David Bereit, former CEO of 40 Days for Life, is a past speaker at the walk who looks forward to returning this year as a walker.

“In a city that can be as challenging to be pro-life as San Francisco, to see tens of thousands of pro-life walkers in the streets who are joyful, peaceful and loving gives me great hope.”

Register correspondent Jim Graves writes from Newport Beach, California.

 

IN PERSON

Jan. 27, 2018

ONLINE

WalkforLifeWC.com

ON TV

The walk and related coverage will be broadcast on EWTN. It will also be livestreamed at the walk’s website. After the fact, the walk may be viewed on the EWTN YouTube channel.

COMPANION EVENTS

In addition to the rally and walk, there will be a variety of companion events that participants are invited to attend. On Jan. 26, the Dominican friars at St. Dominic’s Church will host a prayer vigil 5-7:30pm, which includes Mass. Sts. Peter and Paul Church in San Francisco will host an all-night “Adoration for Life” prayer vigil from 8pm to 7am.

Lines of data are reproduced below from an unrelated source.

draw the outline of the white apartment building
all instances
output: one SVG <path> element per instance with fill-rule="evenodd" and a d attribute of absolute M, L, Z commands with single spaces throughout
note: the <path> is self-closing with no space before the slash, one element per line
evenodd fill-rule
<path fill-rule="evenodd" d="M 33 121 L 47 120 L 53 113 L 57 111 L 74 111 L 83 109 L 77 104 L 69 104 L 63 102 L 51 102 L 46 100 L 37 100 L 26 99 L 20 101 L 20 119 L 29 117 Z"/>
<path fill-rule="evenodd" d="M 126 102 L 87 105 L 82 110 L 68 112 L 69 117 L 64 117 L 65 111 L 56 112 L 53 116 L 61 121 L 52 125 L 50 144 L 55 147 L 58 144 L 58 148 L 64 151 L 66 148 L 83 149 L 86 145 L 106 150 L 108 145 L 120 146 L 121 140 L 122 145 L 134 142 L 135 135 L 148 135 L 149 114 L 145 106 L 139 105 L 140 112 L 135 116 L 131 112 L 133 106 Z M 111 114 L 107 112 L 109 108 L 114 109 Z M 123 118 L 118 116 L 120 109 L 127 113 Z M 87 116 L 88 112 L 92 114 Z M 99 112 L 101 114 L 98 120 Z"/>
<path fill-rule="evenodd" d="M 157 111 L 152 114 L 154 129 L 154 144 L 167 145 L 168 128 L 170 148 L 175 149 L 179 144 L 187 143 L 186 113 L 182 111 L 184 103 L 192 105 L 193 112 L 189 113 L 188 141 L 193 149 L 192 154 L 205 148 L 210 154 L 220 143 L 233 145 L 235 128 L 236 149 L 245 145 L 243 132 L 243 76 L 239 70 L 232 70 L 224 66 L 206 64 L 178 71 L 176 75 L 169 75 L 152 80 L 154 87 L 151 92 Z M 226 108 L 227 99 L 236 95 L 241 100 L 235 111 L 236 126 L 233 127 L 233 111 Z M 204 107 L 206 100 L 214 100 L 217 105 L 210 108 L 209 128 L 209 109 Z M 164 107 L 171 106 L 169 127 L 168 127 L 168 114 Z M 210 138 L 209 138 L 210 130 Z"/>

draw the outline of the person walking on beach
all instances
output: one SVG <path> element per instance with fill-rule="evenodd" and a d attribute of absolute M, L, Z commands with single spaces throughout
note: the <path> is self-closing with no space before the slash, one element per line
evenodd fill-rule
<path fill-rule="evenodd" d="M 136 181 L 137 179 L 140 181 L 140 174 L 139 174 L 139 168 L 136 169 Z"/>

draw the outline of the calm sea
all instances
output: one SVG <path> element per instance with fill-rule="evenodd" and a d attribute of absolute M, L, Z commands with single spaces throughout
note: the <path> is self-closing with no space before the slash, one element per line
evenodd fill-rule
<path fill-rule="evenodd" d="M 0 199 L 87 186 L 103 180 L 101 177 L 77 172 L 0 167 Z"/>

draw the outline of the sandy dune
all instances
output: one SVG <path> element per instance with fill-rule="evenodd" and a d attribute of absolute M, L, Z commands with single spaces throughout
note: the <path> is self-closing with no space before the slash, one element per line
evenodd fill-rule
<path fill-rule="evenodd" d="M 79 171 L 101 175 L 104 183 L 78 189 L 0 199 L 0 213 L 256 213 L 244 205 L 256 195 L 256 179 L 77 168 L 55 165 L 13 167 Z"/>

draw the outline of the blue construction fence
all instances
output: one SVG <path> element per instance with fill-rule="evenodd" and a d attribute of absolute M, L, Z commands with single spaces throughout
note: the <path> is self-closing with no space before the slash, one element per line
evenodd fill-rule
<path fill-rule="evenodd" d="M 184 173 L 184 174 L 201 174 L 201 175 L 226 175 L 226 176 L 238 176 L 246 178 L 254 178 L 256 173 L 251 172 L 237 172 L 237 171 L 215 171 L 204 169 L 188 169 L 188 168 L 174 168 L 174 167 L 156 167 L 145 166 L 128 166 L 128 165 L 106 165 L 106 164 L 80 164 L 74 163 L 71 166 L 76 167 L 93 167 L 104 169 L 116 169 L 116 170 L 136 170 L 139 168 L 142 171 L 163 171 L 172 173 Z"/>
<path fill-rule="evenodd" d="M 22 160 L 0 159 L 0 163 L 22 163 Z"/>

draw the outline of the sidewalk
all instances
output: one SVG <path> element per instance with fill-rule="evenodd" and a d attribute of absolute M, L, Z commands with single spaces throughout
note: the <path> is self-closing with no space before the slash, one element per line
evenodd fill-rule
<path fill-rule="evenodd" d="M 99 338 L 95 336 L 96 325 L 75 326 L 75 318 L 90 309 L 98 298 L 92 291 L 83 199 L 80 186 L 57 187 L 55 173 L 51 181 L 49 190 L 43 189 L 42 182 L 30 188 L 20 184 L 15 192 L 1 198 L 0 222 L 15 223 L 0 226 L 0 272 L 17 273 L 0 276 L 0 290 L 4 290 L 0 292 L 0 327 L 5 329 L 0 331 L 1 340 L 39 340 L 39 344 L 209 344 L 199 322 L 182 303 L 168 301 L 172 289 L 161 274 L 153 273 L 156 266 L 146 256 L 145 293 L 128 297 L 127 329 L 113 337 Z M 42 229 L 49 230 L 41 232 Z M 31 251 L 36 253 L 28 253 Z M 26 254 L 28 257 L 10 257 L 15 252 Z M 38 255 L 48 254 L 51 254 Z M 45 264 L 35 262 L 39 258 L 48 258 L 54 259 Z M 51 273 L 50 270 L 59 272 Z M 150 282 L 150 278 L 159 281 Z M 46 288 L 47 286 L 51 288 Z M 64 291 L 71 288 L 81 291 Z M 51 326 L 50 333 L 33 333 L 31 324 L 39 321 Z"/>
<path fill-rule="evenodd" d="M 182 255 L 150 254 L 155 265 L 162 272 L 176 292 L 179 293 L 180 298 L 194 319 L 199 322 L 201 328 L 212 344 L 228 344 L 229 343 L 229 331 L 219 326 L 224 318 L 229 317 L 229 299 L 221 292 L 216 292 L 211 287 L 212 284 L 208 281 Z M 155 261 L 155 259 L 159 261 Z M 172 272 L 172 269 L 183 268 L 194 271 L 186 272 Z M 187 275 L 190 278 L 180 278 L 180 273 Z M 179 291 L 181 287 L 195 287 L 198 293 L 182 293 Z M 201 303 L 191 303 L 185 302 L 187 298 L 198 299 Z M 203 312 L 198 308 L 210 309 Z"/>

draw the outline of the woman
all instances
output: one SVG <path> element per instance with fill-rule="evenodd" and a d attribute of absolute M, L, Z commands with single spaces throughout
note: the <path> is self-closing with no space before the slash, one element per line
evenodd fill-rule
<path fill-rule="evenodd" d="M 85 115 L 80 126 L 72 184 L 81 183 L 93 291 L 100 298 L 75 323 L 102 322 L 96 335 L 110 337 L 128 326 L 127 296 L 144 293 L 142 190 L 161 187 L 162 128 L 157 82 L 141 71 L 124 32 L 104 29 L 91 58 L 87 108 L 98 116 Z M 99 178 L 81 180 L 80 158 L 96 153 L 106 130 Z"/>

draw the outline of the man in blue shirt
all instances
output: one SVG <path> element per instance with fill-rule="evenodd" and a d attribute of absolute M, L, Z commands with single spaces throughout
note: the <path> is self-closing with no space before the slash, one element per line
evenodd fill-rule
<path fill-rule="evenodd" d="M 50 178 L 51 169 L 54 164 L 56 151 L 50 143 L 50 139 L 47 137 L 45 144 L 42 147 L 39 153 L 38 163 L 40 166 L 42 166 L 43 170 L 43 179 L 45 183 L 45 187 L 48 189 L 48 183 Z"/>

On the morning of the event, Jan. 27, San Francisco Archbishop Salvatore Cordileone will celebrate Mass at St. Mary’s Cathedral in San Francisco, concelebrated by visiting priests. Mass in the extraordinary form will be offered at 5pm at the National Shrine of St. Francis of Assisi in San Francisco (a short walk from the end of the walk). And Star of the Sea parish will host a free barbecue and presentation by the Sisters of Life at 7pm, followed by a Holy Hour. For additional events, visit the walk website: WalkforLifeWC.com.